PESCARA. «Sono trascorse due settimane e la giunta Alessandrini non ha approvato la delibera di revoca dei box del mercato coperto di piazza Muzii per i 23 artigiani legittimi assegnatari dal 2010. A questo punto, come ci aveva anticipato il dirigente, ci aspettiamo che quei 23 artigiani vengano subito convocati per la consegna delle chiavi per prendere finalmente possesso degli spazi». Il vice capogruppo di Forza Italia Vincenzo D’Incecco riapre così la polemica della mancata assegnazione dei box del mercato di piazza Muzii agli artigiani che ne avevano fatto richiesta.

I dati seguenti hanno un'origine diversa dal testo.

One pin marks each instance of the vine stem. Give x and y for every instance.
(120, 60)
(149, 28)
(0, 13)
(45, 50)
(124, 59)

«Per mercoledì prossimo, in occasione della commissione Controllo e garanzia, già convocata sulla vicenda», dice D’Incecco, «ci aspettiamo di leggere i contratti firmati, che scriveranno la parola fine su una vicenda amministrativa a dir poco vergognosa e ingiusta, evitando di esporre le casse comunali a un contenzioso che avrebbe avuto conseguenze pesanti, pur senza dimenticare che il sindaco Alessandrini ha già condannato il Comune a perdere 100mila euro, per il mancato incasso dei fitti che i 23 artigiani avrebbero pagato negli ultimi due anni. Somme di cui ovviamente chiederemo conto chiamando in causa anche il collegio dei revisori dei conti».
Tutto è cominciato nel gennaio 2010, quando la precedente amministrazione comunale ha pubblicato un avviso per assegnare agli artigiani i locali del primo piano del mercato di piazza Muzii, all’epoca in fase di ristrutturazione. È stata pubblicata la graduatoria dei 23 assegnatari tra tutte le domande pervenute, ma i box non sono stati materialmente consegnati solo a causa dei lavori in corso. Nel febbraio 2014 e nel febbraio 2016, i 23 legittimi assegnatari sono stati riconvocati dall’amministrazione comunale per la conferma della propria manifestazione d’interesse. Da quel momento, si sono interrotte le comunicazioni del Comune.